Principaux renseignements
- Ford et Geely vont produire ensemble quatre modèles de voitures électriques dans une usine de Valence, en Espagne.
- Les constructeurs automobiles occidentaux nouent désormais des partenariats avec des entreprises chinoises afin de faire face à la forte concurrence européenne.
- Grâce à cette alliance, Ford peut tirer parti de l’efficacité de Geely tout en évitant les conflits politiques aux États-Unis.
Un nouveau partenariat de production a été conclu entre Ford et Geely pour la fabrication de véhicules électriques dans une usine de Valence, en Espagne. Selon les termes de cet accord, Ford détient une participation de 66 pour cent, tandis que Geely détient les 34 pour cent restants. C’est ce qu’indique CNBC.
Si les autorités réglementaires approuvent l’accord, l’exploitation conjointe devrait démarrer début 2027, la production de véhicules commençant en 2028. D’ici là, l’usine continuera de se concentrer sur la Ford Kuga.
Développement stratégique de modèles
Cette collaboration débouchera sur quatre modèles électriques différents : deux SUV pour Geely, une nouvelle variante du Bronco et un nouveau crossover électrique pour Ford. Les deux entreprises ont déclaré que cette alliance constituait une réponse stratégique au contexte européen actuel, caractérisé par une réglementation stricte, une pression tarifaire intense et une concurrence mondiale acharnée.
Cette collaboration marque une évolution importante dans leur relation, qui a débuté en 2010 lorsque Ford a cédé Volvo Cars à l’entreprise chinoise.
Nouvelle orientation pour l’industrie automobile
Cette initiative s’inscrit dans la lignée de la récente décision de Geely de suspendre la construction de ses propres nouvelles usines, préférant utiliser les infrastructures existantes grâce à des partenariats avec Renault et Ford.
D’autres constructeurs automobiles suivent également cette tendance ; ainsi, Volkswagen s’est montré disposé à accueillir des marques chinoises dans ses usines sous-utilisées, et Stellantis renforce ses liens avec Leapmotor. Les constructeurs automobiles occidentaux, qui ont pendant des années considéré les entreprises chinoises comme des concurrents sur le marché chinois, collaborent désormais de plus en plus souvent avec elles en Europe afin de préserver leur position.
Considérations géopolitiques
Le moment choisi pour cet accord est frappant.
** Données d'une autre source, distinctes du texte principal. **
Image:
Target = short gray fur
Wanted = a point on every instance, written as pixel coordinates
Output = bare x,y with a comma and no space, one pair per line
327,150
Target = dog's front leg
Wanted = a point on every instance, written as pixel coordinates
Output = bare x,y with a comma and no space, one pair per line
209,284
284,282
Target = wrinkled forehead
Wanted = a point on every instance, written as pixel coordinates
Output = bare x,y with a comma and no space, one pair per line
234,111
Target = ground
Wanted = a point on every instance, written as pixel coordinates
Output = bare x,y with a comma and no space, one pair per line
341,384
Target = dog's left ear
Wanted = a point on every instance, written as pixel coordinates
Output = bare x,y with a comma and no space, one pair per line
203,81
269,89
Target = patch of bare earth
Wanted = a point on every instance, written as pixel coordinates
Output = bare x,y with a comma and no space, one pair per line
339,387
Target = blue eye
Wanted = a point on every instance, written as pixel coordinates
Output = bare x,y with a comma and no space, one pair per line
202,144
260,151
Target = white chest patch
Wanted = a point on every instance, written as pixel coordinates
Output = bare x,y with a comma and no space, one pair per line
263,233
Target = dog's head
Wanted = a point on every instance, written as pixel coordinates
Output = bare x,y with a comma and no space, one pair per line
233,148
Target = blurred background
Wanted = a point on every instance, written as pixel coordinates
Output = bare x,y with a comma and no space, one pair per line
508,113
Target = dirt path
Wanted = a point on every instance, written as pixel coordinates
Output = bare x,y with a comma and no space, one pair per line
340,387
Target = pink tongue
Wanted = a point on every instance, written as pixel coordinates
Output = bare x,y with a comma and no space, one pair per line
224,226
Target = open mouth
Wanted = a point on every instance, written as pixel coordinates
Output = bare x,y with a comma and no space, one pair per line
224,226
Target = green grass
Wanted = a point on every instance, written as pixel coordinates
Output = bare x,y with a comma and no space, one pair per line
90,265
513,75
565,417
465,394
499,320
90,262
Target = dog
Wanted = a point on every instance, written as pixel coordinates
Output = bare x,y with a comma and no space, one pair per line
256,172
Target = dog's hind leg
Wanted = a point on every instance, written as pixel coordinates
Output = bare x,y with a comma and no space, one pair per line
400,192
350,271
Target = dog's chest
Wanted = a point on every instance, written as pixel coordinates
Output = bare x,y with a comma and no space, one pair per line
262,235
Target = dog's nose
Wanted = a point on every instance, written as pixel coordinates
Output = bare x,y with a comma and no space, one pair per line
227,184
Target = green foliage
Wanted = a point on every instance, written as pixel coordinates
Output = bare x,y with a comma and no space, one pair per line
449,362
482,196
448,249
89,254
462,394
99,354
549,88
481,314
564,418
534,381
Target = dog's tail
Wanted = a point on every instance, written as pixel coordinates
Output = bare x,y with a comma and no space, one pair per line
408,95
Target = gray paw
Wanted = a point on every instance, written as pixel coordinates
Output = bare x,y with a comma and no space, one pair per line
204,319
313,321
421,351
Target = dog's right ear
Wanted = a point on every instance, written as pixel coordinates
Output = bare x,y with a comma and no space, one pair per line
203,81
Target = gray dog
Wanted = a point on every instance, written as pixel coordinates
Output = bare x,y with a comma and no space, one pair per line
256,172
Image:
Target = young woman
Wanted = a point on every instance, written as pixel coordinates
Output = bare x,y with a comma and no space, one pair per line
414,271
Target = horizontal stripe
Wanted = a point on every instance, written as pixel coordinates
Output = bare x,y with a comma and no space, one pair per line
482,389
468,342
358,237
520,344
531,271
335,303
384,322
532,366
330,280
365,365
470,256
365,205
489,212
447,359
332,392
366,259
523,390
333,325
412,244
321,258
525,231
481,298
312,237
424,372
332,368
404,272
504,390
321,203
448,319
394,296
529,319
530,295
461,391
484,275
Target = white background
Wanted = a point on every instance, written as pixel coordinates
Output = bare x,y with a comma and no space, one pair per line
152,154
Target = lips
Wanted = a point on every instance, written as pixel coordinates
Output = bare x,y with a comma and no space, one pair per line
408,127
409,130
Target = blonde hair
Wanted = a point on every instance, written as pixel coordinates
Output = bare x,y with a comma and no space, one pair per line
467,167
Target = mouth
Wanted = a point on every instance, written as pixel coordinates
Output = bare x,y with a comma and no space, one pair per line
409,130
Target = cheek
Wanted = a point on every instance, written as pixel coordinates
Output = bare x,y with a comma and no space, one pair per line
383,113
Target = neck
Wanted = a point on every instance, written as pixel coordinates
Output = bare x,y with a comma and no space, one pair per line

Bien que le PDG de Ford ait salué l’efficacité de la production chinoise de véhicules électriques, il a également fait pression sur le gouvernement américain pour empêcher ces concurrents d’entrer sur le marché américain, ce qui coïncide avec les efforts récents du Sénat américain visant à renforcer ces interdictions.
En collaborant en Espagne, Ford peut tirer parti en Europe de l’expertise de Geely en matière de véhicules électriques à faible coût, tout en évitant les conflits politiques aux États-Unis. Alors que les ventes de voitures chinoises au Royaume-Uni ont explosé au cours des dix dernières années, Geely cherche à s’implanter localement. Le succès final de cette stratégie dépendra de la réaction des consommateurs et des autorités de régulation européennes. (lv)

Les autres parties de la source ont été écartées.